植物ゲノム科学辞典

駒嶺穆総編集、朝倉書店、2009年、406頁、12,000円

ゲノム科学の主眼がゲノムの配列決定におかれていた数年前までであったら、分野を細分化して植物ゲノム科学という言葉を作ることには意味がなかったろう。DNA配列は動物であろうと植物であろうとDNA配列であり、そこで使われる手法は、大なり小なり生物種を越えて適用が可能である。しかしながら主要なモデル生物でゲノムの配列決定が一段落し、ゲノム上の遺伝子機能や発現調節といったポストゲノム(この辞典によれば、=機能ゲノミクス)の時代を迎えた今、生物学が手に入れたDNA配列という共通言語の神通力は失われ、研究現場には再びバベルの塔の状況が出現しているように思える。遺伝子の機能の解明には、表現型の解析が必要であるが、動物植物を越えて共通に議論できる表現型というものは残念ながら多くない。そのような時代にあって、植物ゲノム科学に関する用語をきちんとまとめようという方向性は十分に理解できるし、極めて重要だろう。
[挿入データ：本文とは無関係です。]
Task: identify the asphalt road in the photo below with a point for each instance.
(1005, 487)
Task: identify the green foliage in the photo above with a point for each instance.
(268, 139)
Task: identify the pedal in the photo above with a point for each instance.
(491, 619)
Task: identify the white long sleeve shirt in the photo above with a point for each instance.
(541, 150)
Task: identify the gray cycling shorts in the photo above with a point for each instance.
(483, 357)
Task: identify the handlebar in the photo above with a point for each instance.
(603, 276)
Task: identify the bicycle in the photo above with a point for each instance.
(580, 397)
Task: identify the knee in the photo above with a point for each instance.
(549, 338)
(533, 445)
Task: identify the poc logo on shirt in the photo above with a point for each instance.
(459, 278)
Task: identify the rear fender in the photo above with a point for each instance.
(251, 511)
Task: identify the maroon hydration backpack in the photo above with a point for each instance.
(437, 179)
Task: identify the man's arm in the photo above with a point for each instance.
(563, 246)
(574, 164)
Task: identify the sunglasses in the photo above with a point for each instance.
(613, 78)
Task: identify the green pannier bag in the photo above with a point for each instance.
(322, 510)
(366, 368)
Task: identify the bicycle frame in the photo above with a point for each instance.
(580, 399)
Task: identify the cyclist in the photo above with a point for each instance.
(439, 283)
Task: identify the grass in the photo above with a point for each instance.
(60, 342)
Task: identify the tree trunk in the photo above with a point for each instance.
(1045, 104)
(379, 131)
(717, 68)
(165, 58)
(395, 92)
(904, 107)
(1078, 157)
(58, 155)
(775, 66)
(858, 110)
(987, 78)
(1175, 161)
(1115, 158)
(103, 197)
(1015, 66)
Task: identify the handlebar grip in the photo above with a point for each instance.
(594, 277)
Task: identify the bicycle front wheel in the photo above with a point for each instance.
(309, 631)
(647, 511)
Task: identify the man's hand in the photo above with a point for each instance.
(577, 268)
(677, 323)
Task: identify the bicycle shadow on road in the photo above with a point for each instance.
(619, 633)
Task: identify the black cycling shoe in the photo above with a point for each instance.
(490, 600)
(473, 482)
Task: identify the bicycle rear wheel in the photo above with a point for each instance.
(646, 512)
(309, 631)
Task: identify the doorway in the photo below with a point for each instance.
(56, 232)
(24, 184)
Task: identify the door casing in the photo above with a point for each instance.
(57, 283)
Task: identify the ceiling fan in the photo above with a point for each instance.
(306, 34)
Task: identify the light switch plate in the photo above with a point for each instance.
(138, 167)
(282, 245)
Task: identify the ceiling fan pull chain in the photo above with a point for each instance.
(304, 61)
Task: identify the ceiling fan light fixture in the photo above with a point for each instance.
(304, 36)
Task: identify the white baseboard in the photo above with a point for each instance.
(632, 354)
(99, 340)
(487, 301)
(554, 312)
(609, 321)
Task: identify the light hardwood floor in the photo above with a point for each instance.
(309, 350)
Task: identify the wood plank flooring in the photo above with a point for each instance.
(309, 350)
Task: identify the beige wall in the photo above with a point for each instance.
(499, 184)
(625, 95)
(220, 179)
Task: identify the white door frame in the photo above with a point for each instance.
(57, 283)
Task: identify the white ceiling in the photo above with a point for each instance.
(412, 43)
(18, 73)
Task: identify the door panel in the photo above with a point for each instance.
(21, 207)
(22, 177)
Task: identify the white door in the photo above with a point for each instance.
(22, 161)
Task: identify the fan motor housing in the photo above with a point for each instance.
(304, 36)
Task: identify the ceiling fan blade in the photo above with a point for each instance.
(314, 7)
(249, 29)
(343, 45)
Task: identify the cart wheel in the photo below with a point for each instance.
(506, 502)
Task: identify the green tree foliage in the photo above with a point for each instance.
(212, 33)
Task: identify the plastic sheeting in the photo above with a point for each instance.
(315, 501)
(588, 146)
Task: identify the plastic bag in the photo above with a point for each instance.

植物に限らず、生物を研究する上でどのような分野であれゲノム情報の利用は不可欠になっている。いわゆる遺伝子工学的な手法自体については、数多く出版されているプロトコール集などによって知識を得ることは難しくないが、ゲノム科学という漠然とした分野をきちんと解説した書籍は少ない。植物ゲノムに関する情報そのものやその入手方法がどこかにまとまって紹介されていれば便利なのに、と思う研究者は多いだろう。おそらく、本書の企画のきっかけはそのようなものであったのではないかと想像するが、本書自体はあくまで「辞典」であり、言葉の意味の解説という基本から離れることはない。「一家に一枚ゲノムマップ」という時代に当たって、イネとシロイヌナズナのゲノムマップぐらい載っていてもおかしくないだろうし、様々な植物のゲノムサイズの一覧などの参考資料が巻末にあると便利に思われるが、本書では言葉の解説という辞典の基本に徹している。収録された言葉を見ると、遺伝子操作、遺伝学、インフォマティクス関連の言葉が充実していて、その記述も極めてしっかりしている。生物系の辞書では手薄になりがちな、データベース、配列アラインメントを計算するアルゴリズム、マイクロアレイなどの手法に関する項目もきちんと書き込まれていて好感が持てる。また、ゲノム科学には直接関連しない言葉でも、二次代謝と代謝工学、ストレス応答の分野に関する項目は非常に豊富で、記述も極めて詳しい。二次代謝の研究者などにはお買い得の一冊だろう。一方で、ゲノムはゲノムでもオルガネラゲノムに関する記述は手薄で、色素体ゲノム、RNAエディティング、細胞共生説などは項目に取り上げられていない。序文によれば、新しい用語については今後の改訂で補っていくという方針とのことなので、その際に項目の偏りや相互参照の不備についても修正を期待したい。植物ゲノム学という研究分野の進展と共に育っていく辞典であって欲しいと思う。